2.2 Orbene, applicando i suddetti principi alla concreta fattispecie in esame, deve concludersi per la fondatezza del ricorso: infatti, la Corte territoriale si è riportata integralmente alla decisione del primo giudice, escludendo la qualificazione ai sensi dell'art. 316 ter cod.pen. senza indicare, in realtà, quali fossero stati gli artifizi o raggiri adoperati dall'imputato La suddetta motivazione è, però, censurabile in quanto la Corte territoriale ha ritenuto che la semplice presentazione di un'autocertificazione inveritiera (comportamento già previsto e sanzionato dall'art. 316 ter c.p.) costituisca, di per sé, un artificio o raggiro, senza considerare che quel comportamento diventa sussumibile nell'ipotesi delittuosa della truffa solo ove presenti un quid pluris che lo caratterizzi e qualifichi come un comportamento di natura fraudolenta.
2.3 Va anche precisato che,in ossequio al principio del favor rei, non essendo stato determinato il reale importo della visita ortopedica usufruita con esenzione dall'imputata, si deve ritenere che tale importo non abbia superato il livello di rilevanza penale, pari ad € 3999,96, di cui all'art.316 ter cod.pen., secondo comma.

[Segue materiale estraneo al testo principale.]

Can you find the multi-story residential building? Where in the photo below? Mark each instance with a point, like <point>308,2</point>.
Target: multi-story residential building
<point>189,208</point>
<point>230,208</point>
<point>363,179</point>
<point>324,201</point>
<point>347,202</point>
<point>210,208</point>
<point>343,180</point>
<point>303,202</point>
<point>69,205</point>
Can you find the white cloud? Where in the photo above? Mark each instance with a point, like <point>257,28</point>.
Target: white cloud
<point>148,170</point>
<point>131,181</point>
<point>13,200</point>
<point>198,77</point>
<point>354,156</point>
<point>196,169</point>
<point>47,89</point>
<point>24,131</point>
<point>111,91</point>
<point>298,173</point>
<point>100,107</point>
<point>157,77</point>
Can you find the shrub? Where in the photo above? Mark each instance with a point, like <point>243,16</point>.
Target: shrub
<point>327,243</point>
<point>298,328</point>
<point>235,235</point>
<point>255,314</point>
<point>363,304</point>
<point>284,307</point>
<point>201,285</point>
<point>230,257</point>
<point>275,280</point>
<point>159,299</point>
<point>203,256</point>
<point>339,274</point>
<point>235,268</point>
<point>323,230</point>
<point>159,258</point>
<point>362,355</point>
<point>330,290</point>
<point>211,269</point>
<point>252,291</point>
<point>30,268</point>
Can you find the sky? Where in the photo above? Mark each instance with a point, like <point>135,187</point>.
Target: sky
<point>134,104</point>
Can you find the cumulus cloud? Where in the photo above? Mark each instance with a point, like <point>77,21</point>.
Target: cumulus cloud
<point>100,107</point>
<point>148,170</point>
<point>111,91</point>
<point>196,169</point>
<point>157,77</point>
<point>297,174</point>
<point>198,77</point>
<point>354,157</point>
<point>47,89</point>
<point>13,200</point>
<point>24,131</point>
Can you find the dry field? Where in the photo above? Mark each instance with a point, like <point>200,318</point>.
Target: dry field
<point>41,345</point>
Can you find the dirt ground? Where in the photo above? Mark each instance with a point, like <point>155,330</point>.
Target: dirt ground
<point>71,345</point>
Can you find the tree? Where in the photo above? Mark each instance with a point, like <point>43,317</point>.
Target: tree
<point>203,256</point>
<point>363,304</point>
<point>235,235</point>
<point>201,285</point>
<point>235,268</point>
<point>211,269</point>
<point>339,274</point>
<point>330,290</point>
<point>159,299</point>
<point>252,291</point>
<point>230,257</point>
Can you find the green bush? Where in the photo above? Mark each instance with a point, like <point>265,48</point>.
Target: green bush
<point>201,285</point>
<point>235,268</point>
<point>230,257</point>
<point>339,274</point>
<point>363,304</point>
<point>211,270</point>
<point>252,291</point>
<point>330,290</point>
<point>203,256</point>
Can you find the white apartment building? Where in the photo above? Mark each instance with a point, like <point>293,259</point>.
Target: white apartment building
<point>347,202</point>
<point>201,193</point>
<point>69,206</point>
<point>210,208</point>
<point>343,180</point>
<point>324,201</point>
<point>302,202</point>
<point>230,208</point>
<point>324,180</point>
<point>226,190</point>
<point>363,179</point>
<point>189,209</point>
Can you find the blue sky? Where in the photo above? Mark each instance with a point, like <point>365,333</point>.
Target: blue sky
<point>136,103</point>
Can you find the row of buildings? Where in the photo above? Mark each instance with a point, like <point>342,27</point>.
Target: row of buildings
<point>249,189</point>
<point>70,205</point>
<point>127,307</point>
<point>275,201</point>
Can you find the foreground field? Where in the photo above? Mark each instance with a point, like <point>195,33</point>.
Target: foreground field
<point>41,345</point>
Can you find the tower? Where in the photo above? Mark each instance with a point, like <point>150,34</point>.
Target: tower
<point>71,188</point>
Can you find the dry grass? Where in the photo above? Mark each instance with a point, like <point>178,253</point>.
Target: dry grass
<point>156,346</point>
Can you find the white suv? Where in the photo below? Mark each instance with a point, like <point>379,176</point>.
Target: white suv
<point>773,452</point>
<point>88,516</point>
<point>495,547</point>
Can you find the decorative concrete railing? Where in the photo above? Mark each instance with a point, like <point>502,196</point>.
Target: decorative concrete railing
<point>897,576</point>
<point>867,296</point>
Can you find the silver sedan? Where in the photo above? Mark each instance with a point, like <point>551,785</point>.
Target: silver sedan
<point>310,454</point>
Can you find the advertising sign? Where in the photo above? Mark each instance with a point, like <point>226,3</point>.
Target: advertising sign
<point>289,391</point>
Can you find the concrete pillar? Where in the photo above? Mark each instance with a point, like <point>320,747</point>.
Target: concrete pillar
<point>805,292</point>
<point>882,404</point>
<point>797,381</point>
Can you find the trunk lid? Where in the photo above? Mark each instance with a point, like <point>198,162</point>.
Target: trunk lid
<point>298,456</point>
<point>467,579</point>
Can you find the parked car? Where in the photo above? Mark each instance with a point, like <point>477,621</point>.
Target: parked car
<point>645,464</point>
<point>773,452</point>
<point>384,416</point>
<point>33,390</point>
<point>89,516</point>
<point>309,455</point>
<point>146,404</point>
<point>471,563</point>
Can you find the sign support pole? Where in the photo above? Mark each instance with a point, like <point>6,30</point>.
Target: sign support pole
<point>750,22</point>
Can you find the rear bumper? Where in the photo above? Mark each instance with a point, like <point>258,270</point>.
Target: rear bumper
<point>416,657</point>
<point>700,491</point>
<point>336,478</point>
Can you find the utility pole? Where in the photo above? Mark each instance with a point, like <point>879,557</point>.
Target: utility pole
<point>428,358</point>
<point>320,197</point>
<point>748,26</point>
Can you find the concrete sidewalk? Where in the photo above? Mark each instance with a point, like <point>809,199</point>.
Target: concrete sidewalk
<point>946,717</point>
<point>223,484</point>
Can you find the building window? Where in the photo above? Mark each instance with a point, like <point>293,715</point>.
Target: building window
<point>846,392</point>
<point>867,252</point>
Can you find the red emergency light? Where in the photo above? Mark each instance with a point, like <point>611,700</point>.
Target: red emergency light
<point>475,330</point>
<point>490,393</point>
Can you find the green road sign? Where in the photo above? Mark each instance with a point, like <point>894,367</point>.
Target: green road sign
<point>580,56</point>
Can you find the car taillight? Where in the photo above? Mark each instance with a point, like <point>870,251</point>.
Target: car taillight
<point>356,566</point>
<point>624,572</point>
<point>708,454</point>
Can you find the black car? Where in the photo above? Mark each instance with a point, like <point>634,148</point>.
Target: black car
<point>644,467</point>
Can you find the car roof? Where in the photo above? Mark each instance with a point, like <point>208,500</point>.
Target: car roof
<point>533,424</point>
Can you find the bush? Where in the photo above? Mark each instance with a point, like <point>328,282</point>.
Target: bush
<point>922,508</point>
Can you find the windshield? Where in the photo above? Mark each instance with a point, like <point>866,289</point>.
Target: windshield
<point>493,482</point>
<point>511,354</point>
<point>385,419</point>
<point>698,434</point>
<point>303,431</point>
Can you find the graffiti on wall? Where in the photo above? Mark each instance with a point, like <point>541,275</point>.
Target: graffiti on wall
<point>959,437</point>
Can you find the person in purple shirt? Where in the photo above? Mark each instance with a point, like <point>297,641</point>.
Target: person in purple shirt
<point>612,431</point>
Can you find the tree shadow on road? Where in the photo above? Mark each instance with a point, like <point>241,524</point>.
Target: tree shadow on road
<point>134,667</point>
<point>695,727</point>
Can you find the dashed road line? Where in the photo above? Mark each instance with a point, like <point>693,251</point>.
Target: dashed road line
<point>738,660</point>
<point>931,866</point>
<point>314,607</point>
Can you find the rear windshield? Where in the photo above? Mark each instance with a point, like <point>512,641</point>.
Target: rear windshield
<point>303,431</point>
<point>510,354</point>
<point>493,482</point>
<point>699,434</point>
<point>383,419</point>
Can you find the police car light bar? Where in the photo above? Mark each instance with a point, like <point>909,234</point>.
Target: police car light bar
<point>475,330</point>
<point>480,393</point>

3. La sentenza va pertanto annullata senza rinvio, perché , qualificati i fatti ai sensi dell'art.316 ter cod.pen., il fatto non è previsto dalla legge come reato.

Va disposta la trasmissione degli atti al Prefetto di Reggio Calabria per l'applicazione della sanzione amministrativa ai sensi dell'art.316 ter co 2 cod. pen.
P. Q. M.

Qualificati i fatti come fattispecie ex art. 316 ter cod.pen., annulla senza rinvio la sentenza impugnata perché il fatto non è previsto dalla legge come reato.

Dispone la trasmissione degli atti al Prefetto di Reggio Calabria, per l'applicazione della sanzione amministrativa, prevista dal secondo comma dello stesso art. 316 ter cod.pen.